A empresa alemã de engenharia Bilfinger divulgou nota, nesta quinta-feira 26, em que afirma ter descoberto, por meio de auditoria interna, que pagou pouco menos de 1 milhão de euros (aproximadamente 3,48 milhões de reais) para fazer serviços relacionados à segurança da Copa do Mundo no Brasil.

A propina teria ficado no Brasil, mas não foi informado qual o paradeiro do valor. Ainda segundo a empresa alemã, o resultado das investigações será repassado à Controladoria Geral da União (CGU). A Bilfinger já havia informado, no domingo 22, que a apurava a informação de que funcionários de uma subsidiária no Brasil teriam subornado autoridades públicas em contratos para equipar centros de segurança em grandes cidades brasileiras. Por conta disso, o Ministério da Justiça determinou a instauração de análise "imediata" de licitações envolvendo a subsidiária da empresa alemã no Brasil.

“No curso das investigações internas sobre possíveis violações de conformidade, a Bilfinger decidiu rever as atividades de empresas ativas no Brasil. Depois de olhar para todas as transações contábeis de anos anteriores, a informação atual indica que os pagamentos indevidos existiram no total de menos de 1 milhão de euros”, diz o comunicado.

Leia a nota na íntegra:

“No curso das investigações internas sobre possíveis violações de conformidade, a Bilfinger decidiu rever as atividades de empresas ativas no Brasil. Depois de olhar para todas as transações contábeis de anos anteriores, a informação atual indica que os pagamentos indevidos existiram no total de menos de 1 milhão de euros.

A Bilfinger informou à autoridade brasileira responsável - CGU (Controladoria-Geral da União).
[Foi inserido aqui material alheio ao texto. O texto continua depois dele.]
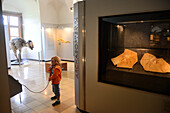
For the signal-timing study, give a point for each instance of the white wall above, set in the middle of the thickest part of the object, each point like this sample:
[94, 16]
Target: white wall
[65, 50]
[56, 11]
[5, 106]
[31, 24]
[106, 98]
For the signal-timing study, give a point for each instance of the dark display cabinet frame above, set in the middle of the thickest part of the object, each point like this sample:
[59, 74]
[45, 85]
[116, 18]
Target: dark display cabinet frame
[135, 34]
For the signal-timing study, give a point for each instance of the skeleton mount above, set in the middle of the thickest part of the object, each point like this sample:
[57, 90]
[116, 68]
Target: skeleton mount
[18, 44]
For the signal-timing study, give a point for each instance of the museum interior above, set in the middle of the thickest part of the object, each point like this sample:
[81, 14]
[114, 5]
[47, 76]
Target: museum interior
[115, 56]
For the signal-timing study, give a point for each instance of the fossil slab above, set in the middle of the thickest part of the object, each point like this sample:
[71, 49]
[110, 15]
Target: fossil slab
[153, 64]
[125, 60]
Após a conclusão de suas investigações internas, a Bilfinger irá fornecer os resultados à CGU e continuará a apoiar investigação sobre o incidente.

A investigação foi iniciada com base em conclusões internas de Bilfinger. Além de seus próprios peritos, a empresa contratou a auditoria Ernst & Young, bem como os auditores da Deloitte, além de um escritório de advocacia especializado no Brasil.”
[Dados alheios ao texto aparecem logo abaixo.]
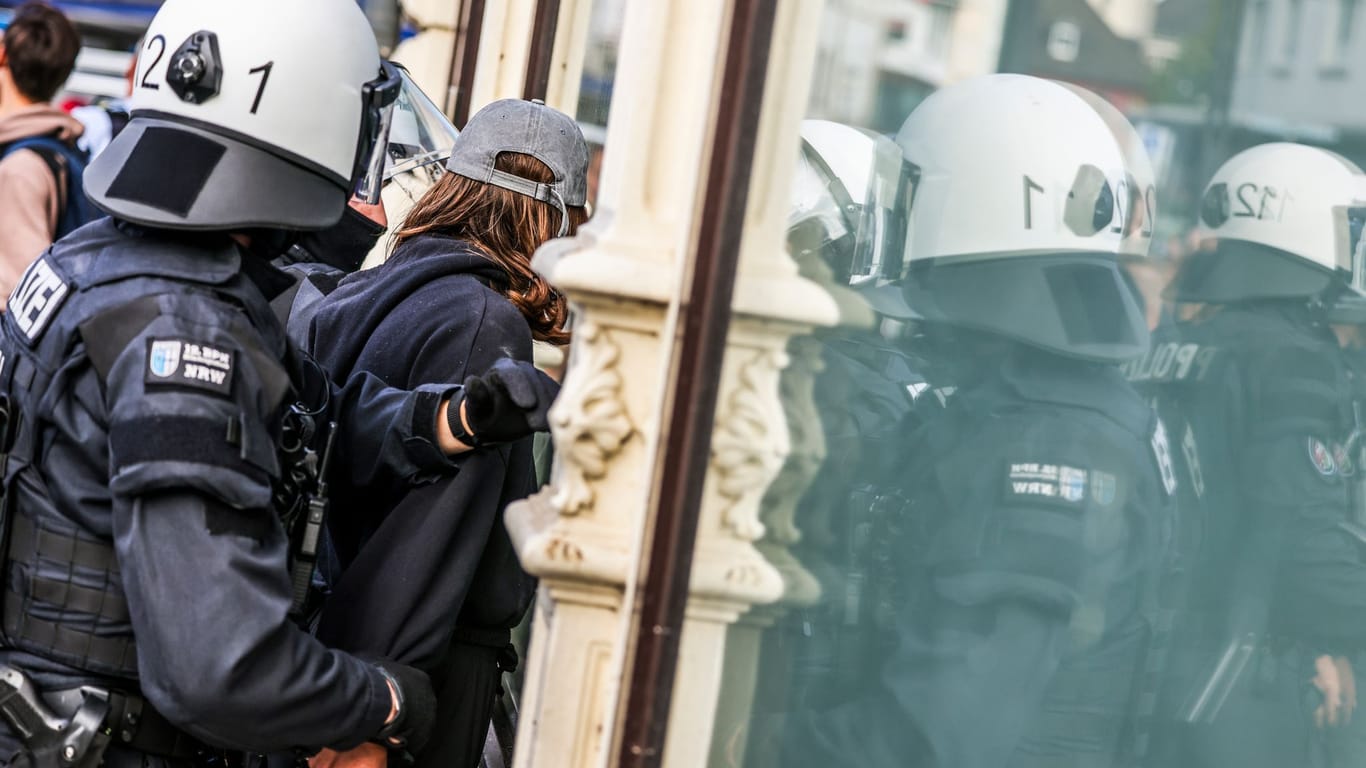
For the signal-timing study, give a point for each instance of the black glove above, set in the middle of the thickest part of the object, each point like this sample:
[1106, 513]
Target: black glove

Leia na íntegra a nota da Controladoria-Geral da União:

"O ministro da Controladoria-Geral da União (CGU), Valdir Simão, determinou na última segunda-feira (23/03) um aprofundamento da análise dos contratos envolvendo a empresa Bilfinger, tendo como base as auditorias já realizadas pelo órgão.

Além disso, a Controladoria fará a apuração sobre eventuais pagamentos ilícitos na Copa do Mundo - 2014 com base na Lei Anticorrupção.

A CGU recebeu ontem uma sinalização da empresa alemã de que pretende colaborar com as autoridades brasileiras para apuração dos fatos. Cabe destacar que ainda não houve nenhuma formalização neste sentido."